I therefore believe that gunpowder changed naval warfare drastically. Earlier methods of attack relied on close proximity with the enemy. Boarding and ramming both required ships to be physically in contact, and ancient flamethrowers had only a short range. All these methods involved a high amount of risk, and possibly also luck, for the attacker. Ramming was not completely abandoned as a tactic, but it was usually confined to situations where the ramming ship had an overwhelming advantage – for example, there were situations in the two World Wars where large ships rammed submarines. Following the invention of gunpowder and its regular use in naval battles, most naval attacks were initiated from a longer range, using cannonballs and rifles. The invention of gunpowder also changed the design of warships, with larger and heavier ships required to accommodate the weight of heavy cannons and the men required to operate them. A change in the composition of naval fleets following the invention of gunpowder can also be observed. Ancient battles such as Salamis and Mylae saw larger
numbers of smaller vessels designed for ramming and boarding, whereas battles such as Trafalgar saw much smaller fleets but with large ships. These ships carried a hundred or more cannons which made naval warfare much more destructive. Anyone who has visited HMS Victory at Portsmouth, as I have done, will be amazed by the size of ship and its four decks of cannons. Tactics also had to adapt to ensure that that this firepower could be effectively deployed against the enemy, with straight attacking lines being adopted, in some ways reflecting land-based warfare.

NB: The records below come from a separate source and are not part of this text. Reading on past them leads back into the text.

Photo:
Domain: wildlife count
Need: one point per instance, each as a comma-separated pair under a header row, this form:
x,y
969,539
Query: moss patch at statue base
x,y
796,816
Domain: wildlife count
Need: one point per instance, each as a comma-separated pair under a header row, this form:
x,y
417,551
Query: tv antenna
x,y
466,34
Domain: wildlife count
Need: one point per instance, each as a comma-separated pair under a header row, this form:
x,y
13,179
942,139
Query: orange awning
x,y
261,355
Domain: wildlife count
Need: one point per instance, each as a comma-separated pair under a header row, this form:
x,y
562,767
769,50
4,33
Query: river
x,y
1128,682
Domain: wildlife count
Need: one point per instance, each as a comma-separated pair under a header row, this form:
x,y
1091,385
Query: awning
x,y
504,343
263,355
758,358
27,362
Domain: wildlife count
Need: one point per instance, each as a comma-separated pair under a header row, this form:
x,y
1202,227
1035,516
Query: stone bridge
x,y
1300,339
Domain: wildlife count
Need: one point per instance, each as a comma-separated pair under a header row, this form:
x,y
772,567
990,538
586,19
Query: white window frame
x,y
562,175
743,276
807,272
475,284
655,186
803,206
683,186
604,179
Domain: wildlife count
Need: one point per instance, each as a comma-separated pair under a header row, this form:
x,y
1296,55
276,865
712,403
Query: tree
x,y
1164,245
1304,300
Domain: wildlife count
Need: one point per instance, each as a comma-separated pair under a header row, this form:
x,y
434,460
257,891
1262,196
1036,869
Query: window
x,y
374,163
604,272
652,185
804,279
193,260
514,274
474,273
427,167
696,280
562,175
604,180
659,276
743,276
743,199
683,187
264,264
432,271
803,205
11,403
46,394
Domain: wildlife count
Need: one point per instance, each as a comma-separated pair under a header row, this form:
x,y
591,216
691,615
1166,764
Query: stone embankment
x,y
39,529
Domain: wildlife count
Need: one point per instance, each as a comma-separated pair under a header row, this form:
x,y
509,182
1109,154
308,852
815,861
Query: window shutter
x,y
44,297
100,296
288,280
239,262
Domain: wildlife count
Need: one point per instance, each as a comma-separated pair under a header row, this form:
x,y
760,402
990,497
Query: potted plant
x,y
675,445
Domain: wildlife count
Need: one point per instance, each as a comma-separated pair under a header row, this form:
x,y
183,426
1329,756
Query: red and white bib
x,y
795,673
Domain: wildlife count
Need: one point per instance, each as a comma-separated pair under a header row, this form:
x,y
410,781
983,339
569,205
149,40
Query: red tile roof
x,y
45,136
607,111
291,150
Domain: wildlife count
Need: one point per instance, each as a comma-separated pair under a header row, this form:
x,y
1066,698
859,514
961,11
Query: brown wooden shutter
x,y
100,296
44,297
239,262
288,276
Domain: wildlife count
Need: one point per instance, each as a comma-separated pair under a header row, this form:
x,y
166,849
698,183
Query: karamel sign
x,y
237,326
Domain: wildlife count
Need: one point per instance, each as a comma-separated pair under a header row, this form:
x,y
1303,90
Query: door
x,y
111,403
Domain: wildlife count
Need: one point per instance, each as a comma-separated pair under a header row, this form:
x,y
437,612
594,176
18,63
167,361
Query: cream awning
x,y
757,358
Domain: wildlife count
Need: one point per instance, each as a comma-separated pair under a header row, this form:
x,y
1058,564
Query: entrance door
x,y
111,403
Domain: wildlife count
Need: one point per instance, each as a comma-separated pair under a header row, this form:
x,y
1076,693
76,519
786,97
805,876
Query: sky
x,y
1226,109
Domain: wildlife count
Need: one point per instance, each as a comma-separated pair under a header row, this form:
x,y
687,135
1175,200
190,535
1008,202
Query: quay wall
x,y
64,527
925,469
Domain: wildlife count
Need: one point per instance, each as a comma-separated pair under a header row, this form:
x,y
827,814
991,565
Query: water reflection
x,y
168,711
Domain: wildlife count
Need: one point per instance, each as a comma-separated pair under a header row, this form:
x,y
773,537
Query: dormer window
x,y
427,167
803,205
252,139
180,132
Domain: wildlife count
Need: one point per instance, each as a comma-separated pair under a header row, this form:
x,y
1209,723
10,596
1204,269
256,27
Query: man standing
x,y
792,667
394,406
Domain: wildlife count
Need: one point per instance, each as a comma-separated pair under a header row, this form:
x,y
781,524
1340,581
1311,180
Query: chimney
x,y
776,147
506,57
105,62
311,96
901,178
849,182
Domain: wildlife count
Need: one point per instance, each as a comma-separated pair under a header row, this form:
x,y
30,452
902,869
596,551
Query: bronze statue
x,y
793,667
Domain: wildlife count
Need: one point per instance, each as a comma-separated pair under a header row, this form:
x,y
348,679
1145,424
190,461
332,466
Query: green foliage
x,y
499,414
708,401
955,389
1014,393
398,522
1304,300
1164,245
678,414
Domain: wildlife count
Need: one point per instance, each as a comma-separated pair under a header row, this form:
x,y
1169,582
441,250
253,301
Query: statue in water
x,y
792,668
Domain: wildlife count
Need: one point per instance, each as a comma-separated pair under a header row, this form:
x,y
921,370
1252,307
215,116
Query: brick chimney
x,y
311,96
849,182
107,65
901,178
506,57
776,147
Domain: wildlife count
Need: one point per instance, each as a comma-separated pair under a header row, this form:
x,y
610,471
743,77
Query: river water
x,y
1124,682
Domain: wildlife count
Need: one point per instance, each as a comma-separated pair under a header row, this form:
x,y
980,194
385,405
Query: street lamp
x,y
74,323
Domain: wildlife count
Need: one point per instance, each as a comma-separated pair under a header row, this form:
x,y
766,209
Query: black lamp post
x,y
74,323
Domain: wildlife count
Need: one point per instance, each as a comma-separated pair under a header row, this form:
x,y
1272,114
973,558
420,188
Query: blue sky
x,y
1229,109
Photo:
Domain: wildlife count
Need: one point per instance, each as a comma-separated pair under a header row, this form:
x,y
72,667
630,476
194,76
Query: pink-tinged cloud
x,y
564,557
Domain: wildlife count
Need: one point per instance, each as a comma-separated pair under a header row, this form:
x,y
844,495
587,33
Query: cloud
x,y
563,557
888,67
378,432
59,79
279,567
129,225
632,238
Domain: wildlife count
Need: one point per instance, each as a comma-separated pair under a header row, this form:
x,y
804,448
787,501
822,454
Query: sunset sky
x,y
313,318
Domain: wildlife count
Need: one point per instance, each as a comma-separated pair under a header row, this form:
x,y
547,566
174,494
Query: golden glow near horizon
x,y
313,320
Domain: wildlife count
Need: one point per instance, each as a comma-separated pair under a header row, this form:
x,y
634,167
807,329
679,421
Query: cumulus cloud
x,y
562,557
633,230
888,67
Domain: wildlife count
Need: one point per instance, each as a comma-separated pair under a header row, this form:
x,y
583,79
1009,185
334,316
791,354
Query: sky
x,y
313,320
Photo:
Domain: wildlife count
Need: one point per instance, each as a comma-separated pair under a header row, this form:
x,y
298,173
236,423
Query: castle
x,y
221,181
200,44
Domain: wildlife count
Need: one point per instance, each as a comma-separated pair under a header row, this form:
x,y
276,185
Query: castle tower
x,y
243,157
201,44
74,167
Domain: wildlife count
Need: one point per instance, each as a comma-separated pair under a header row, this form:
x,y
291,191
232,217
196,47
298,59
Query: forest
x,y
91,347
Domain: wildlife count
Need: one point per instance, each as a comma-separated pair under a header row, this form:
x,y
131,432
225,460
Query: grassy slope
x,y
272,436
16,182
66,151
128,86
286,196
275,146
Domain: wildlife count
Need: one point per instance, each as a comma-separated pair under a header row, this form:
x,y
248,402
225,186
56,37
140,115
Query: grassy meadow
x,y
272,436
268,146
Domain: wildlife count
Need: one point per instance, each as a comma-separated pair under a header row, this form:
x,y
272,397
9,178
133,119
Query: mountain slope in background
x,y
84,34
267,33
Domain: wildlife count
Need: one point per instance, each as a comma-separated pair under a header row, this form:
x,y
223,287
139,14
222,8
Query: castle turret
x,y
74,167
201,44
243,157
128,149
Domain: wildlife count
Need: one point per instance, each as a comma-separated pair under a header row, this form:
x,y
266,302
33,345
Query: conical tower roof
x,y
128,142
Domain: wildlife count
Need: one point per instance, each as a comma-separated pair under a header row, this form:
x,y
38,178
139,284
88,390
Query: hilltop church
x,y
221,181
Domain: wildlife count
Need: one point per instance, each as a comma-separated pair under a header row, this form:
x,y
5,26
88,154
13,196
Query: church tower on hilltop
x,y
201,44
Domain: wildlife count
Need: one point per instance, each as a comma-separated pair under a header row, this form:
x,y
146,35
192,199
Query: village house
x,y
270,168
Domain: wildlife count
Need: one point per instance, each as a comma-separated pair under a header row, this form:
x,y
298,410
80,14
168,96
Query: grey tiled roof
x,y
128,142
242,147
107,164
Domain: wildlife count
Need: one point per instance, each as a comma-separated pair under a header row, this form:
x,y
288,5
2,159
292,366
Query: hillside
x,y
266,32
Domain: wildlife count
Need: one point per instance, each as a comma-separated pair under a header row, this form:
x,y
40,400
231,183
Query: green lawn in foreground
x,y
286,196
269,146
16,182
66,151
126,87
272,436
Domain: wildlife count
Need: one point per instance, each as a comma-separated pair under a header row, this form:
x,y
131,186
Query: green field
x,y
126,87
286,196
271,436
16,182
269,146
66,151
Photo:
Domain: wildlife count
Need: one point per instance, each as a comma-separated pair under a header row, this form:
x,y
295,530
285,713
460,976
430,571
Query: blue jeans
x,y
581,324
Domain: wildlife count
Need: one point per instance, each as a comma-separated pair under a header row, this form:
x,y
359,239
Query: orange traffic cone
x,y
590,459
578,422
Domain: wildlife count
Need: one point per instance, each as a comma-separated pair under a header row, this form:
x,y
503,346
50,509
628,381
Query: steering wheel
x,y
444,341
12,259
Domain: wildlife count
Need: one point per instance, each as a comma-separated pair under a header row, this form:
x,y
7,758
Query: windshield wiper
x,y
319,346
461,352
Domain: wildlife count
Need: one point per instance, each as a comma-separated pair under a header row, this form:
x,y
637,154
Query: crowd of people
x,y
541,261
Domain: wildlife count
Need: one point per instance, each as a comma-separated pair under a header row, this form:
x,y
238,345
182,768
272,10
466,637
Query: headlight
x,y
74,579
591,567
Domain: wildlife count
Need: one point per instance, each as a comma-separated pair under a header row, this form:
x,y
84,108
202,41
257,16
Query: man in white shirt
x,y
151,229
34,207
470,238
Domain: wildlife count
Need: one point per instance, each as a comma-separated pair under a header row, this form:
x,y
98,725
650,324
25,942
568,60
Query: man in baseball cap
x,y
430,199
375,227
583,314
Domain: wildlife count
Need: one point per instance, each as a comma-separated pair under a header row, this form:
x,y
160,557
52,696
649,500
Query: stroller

Not only did the invention of gunpowder change naval warfare and fleets drastically, but it also paved the way for the modern naval warfare which makes use of heavy guns, torpedoes, and missiles. Whilst modern weapons use mechanical technologies, it was gunpowder that first helped the technologies of guns to emerge. The trend towards larger and more heavily armed ships has continued and modern weapons such as guided missiles mean that ships can attack from great distances. If it were not for gunpowder, the way in which naval warfare is conducted in the modern day may possibly still be like the tactics used in the ancient and medieval times.